In secondo luogo, neppure un atto legislativo (o un atto normativo avente forza di legge) può prevedere in via generale ed astratta un obbligo di permanenza domiciliare disposto nei confronti di una pluralità indeterminata di cittadini, in quanto l’art. 13 Cost. – postulando una doppia riserva (di legge e di giurisdizione) – implica necessariamente un provvedimento individuale i cui presupposti applicativi previsti tassativamente dalla legge devono essere controllati tempestivamente dall’autorità giudiziaria.

Il Giudice inoltre, sottolinea che non debba trovare accoglimento l’opzione della conformità a Costituzione dell’obbligo di permanenza domiciliare sulla base dell’assunto che il DPCM prevederebbe delle legittime limitazioni alla libertà di circolazione per motivi di sanità ex art. 16 Cost. e non della libertà personale.

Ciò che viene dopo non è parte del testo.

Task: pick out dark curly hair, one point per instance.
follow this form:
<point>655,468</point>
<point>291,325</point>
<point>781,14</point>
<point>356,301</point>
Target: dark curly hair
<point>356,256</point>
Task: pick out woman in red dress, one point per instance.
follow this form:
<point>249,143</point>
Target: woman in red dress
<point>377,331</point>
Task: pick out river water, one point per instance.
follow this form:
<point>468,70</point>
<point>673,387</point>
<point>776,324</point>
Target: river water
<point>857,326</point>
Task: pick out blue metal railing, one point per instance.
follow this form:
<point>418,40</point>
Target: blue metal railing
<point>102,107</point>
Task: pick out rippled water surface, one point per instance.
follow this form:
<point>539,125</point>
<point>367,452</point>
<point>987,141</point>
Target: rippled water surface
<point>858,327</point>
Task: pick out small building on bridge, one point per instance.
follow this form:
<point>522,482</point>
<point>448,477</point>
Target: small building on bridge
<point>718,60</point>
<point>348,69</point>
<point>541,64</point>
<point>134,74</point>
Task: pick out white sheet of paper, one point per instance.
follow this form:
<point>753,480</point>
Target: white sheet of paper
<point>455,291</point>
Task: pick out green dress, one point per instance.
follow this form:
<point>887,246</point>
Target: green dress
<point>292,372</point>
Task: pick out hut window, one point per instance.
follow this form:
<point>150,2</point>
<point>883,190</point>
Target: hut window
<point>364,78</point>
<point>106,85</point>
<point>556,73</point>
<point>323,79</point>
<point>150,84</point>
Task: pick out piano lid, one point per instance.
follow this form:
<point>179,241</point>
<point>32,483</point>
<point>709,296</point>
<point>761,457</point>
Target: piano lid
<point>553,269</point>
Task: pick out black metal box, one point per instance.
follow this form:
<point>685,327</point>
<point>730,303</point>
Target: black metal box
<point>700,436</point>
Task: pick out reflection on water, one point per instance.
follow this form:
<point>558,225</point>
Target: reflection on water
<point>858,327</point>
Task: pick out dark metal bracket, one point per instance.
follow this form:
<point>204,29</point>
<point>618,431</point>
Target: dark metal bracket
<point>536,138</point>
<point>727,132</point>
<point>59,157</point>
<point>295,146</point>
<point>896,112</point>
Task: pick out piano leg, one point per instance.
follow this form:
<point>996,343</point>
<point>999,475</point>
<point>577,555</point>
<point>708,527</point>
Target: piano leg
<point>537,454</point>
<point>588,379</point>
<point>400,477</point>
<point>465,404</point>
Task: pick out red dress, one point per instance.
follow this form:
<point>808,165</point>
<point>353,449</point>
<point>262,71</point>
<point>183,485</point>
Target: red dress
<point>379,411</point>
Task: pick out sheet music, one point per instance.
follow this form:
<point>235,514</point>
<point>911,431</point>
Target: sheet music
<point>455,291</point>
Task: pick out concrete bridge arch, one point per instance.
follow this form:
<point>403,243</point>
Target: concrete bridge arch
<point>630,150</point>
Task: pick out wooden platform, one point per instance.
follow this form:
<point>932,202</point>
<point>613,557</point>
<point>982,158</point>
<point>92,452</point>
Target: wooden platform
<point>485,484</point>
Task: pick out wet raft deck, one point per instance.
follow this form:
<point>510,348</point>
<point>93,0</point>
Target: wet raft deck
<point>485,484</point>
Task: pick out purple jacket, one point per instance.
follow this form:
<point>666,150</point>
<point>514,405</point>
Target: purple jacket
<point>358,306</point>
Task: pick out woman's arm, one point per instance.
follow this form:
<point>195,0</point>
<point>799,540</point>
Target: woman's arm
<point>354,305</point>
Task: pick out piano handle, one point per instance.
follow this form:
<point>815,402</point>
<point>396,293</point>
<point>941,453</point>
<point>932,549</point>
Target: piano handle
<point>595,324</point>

Infatti, la Corte costituzionale ha chiarito che la compressione della libertà di circolazione riguarda i limiti di accesso a determinati luoghi e può comportare il divieto di accedere ad alcune zone circoscritte nelle quali vi sia un rischio di infezione ma non può mai imporre un obbligo di permanenza domiciliare. Orbene, quando il divieto di spostamento non attiene ai luoghi ma riguarda le persone, allora la limitazione si configura come compressione della libertà personale, la quale, per essere legittima, richiede il rispetto delle garanzie dell’art. 13 della Costituzione.

Infine, poiché il DPCM è un atto amministrativo, il giudice, nel momento in cui riscontra l’illegittimità dello stesso per violazione di legge costituzionale, non deve rimettere la questione di legittimità alla Corte costituzionale, ma deve procedere direttamente alla disapplicazione dell’atto medesimo ai sensi dell’art. 5 della legge n. 2248 del 1865 All. E.

Sulla base delle considerazioni sopra esposte, il Giudice per le indagini preliminari di Reggio Emilia, previa disapplicazione – in quanto costituzionalmente illegittima per contrasto con l’art. 13 Cost. – della norma giuridica contenuta nel DPCM che imponeva la compilazione e sottoscrizione dell’autocertificazione per giustificare gli spostamenti al di fuori della propria abitazione, ha pronunciato sentenza di proscioglimento perché il fatto non costituisce reato. Il falso ideologico contenuto nell’autocertificazione illegittima, infatti, è necessariamente innocuo – e dunque penalmente irrilevante –  poiché finalizzato ad eludere un obbligo non conforme a Costituzione.